Navidad es para soñar. Imaginar un camino para todos los seres humanos, aquel que nos condujera con una fe y esperanza hacia Belén. Y que en ese lugarcito tan sencillo, uniera en un solo sentido la forma en que concebimos a Jesús. Un único amor para todas las religiones. Abrazar al hermano sin distinción de iglesias.

La Navidad tendría que ser una época en el tiempo, donde la iluminación divina llegara al fondo de los corazones. Porque un beso a las lágrimas de tanta gente necesitada, no cuesta mucho, ya que a unos cuantos pasos esos besos se transforman en el agradecimiento de unos tamales, un pedazo de esa torta que al final no fue terminada en casa, o quizás un jarrón de ponche brindado con ternura.

La gente de Guatemala no está preparada para que los ojos de un niño pobre pasen desapercibidos. Porque somos buenos, muy buenos.

Desde que comienza diciembre, el aire frío trata de transmitirnos desde cualquier horizonte, de donde venga, que hay alguien que espera por un consuelo. La gente buena siempre en su camino no solamente observa al frente, también tiene ojos para ambos lados. Por eso si usted viaja en carro, no solamente mire, también sienta, porque sólo así percibirá un alma que necesita de su ayuda. Don dinero es grande y, más grande debe ser el corazón del ser humano.

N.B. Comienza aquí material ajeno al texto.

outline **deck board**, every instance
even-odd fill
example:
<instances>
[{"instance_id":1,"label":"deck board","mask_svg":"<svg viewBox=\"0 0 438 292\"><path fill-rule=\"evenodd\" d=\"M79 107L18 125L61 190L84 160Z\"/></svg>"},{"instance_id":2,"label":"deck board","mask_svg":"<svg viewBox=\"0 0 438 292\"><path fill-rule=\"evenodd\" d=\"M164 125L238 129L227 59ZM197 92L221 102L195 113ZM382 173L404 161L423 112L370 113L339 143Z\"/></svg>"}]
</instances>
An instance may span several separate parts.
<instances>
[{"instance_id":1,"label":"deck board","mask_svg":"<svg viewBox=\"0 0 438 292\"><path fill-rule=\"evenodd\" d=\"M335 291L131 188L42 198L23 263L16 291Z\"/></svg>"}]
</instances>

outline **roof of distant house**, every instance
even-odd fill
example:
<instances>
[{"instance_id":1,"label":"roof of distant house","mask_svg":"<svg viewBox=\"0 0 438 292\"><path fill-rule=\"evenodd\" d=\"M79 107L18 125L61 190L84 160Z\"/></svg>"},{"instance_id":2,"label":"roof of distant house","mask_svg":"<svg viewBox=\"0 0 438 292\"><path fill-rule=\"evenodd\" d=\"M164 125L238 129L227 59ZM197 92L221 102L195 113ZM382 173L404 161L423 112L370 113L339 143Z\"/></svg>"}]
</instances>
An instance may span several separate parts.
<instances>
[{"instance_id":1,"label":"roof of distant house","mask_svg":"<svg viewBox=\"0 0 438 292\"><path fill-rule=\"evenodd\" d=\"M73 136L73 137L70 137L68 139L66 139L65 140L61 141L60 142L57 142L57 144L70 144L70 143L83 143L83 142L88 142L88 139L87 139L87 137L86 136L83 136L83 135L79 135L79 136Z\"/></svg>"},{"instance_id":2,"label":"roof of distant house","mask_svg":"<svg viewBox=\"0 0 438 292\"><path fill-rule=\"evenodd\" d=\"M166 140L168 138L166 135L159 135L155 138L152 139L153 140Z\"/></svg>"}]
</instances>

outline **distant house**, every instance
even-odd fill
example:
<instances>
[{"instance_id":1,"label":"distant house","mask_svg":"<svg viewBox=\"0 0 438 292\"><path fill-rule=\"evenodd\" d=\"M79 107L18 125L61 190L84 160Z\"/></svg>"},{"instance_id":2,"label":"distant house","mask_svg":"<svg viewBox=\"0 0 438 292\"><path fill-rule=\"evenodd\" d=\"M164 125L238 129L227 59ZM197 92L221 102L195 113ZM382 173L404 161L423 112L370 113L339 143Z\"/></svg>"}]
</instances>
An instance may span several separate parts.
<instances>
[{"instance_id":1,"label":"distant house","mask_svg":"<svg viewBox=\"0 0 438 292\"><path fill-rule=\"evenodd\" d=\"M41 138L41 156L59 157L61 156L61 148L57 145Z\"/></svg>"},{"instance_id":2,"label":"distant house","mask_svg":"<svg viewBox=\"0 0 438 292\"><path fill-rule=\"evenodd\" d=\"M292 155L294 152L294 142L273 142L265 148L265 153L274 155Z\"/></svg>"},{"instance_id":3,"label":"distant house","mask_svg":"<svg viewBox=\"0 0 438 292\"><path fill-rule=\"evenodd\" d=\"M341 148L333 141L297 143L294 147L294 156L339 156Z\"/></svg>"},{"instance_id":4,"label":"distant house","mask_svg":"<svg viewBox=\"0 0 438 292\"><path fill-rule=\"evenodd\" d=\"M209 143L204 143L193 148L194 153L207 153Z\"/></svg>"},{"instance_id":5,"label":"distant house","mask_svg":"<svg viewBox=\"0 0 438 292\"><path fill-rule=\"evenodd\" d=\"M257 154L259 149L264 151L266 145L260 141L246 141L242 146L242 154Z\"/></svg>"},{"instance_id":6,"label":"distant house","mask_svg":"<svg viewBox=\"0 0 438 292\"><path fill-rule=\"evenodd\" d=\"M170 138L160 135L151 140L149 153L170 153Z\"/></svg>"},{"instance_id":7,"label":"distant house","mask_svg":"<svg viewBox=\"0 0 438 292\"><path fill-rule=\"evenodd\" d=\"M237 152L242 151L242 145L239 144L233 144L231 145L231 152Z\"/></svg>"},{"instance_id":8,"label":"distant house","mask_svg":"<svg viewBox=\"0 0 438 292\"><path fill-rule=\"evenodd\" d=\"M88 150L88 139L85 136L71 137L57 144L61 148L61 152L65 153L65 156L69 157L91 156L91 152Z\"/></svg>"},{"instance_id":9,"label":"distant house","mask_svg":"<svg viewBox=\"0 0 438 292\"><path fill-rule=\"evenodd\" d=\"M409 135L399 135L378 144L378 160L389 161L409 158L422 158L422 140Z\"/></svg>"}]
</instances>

La Navidad sigue viva para aquellos que desean que el mundo mejore. La tristeza solamente llega cuando estamos vacíos por dentro. Su espíritu de servicio y su bondad harán que note el verdadero fulgor de las luces que su entorno iluminan. Y si las personas se quedan por un instante en silencio, podrán oír que en verdad algún prójimo llora en su soledad. No se debe temer, invite a su mesa a alguien que no quiere estar solo. Pregúntese el guatemalteco, en qué familia no ha habido momentos críticos en estas fechas. En algún momento el padre al que no le alcanza su salario, voltea a ver los zapatitos desgastados de sus hijos, aquella playera que se ha convertido en su fotografía, aquel juguete que en su vida tiene hasta prohibido soñar. La Navidad no nos pide que estemos tristes, porque con tristeza a nadie ayudamos. Si no tiene dinero, aún así en su armario encontrará un abrigo para un niño con frío. Dios se encargará de duplicarle sus actos piadosos.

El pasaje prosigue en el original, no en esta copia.